One of their central arguments is that government intervention is what caused the whole mess in the first place. After all, if government caused the problem, how can it possibly solve the problem? In fact, they manage to explain in a single sentence what caused the entire 2008 collapse: 

"What truly caused the Great Recession of 2008 was the housing market crash that occurred as a result of the affordable housing crusade through Fannie Mae and Freddie Mac." 

As a general rule of thumb, a single-sentence explanation to the cause of the Great Recession should be a big red flag (a great, easy-to-follow, eleven-minute visual-explanation of the crisis can be found here. I also highly recommend The Big Short). That red flag is doubly important when the hyperlink provided isn't a link to a study, but just a link to another article (study-free!) by the author. 

Despite the more than 30 hyperlinks throughout their article, the authors only actually presented a single study to buttress this claim. The study, commissioned by the National Bureau of Economic Research — a private research organization — found that the Community Reinvestment Act (CRA) led to an increase in "risky lending." They don't tell you that this study was highly controversial or that it stood nearly alone in the literature on this topic. That aside, they also fail to provide evidence linking this finding to their claim.

The CRA requires some banks to provide loans to low-income Americans and has been in place since 1977. Giokaris and Patterson, Jr. assert that this NBER study shows an "overwhelming connection" between the government requiring a small number of home loans be made to working class families and the collapse of the U.S. housing market in 2006-2008. 

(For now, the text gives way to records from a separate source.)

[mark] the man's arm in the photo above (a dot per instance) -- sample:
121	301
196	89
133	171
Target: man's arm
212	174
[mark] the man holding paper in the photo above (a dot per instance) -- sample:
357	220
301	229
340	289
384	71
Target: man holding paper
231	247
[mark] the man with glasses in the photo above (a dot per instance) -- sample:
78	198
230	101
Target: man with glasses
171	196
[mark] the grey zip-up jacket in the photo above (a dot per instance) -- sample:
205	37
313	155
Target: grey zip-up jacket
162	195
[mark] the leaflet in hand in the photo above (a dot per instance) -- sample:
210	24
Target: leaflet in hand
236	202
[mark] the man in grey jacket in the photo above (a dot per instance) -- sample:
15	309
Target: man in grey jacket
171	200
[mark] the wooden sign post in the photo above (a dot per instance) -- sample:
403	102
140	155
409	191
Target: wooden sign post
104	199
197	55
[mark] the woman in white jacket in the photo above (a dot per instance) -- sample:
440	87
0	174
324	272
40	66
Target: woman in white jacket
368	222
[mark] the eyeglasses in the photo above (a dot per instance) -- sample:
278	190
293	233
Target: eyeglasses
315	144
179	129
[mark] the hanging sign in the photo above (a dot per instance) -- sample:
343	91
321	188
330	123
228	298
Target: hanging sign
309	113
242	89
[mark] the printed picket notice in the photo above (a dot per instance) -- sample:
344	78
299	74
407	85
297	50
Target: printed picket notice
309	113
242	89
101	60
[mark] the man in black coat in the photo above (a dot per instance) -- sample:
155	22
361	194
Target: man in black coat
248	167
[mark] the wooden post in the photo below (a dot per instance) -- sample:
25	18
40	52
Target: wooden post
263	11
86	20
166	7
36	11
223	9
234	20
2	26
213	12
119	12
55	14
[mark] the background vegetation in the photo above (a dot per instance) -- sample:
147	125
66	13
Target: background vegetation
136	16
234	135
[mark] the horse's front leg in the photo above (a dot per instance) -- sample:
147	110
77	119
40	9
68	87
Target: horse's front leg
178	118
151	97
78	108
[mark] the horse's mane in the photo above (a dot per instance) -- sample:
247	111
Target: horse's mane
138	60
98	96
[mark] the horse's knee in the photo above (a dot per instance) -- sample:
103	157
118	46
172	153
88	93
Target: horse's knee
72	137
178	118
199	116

You might have noticed that they fail to actually give you any numbers about how many U.S. subprime mortgage loans were subject to CRA review: 6%.

 

According to the Fed, just 6% of all higher-priced (i.e. high interest rate, not high dollar amount) subprime mortgages from 2004 to 2006 were made by financial institutions subject to CRA requirements. If you extend that out to the entire US mortgage market, that number drops to just 1.3% of all US mortgages issued from 2004 to 2006.

In addition, the Fed also found that during 2006-2008, "foreclosure filings have increased at a faster pace in middle- or higher-income areas than in lower-income areas that are the focus of the CRA," and "CRA- related loans appear to perform comparably to other types of subprime loans."

Keep in mind that Giokaris and Patterson told you that there was an "overwhelming connection" between CRA and the Great Recession. 

I get into this protracted explanation about a single paragraph of their article because it is a textbook example of trying to make unwilling facts fit a pre-determined narrative. Reality is not so malleable. 

After casually and misleadingly asserting that the CRA was responsible for the Great Recession, the authors then move back to two previous 20th century recessions as case studies to support their argument that government should just get out of the way.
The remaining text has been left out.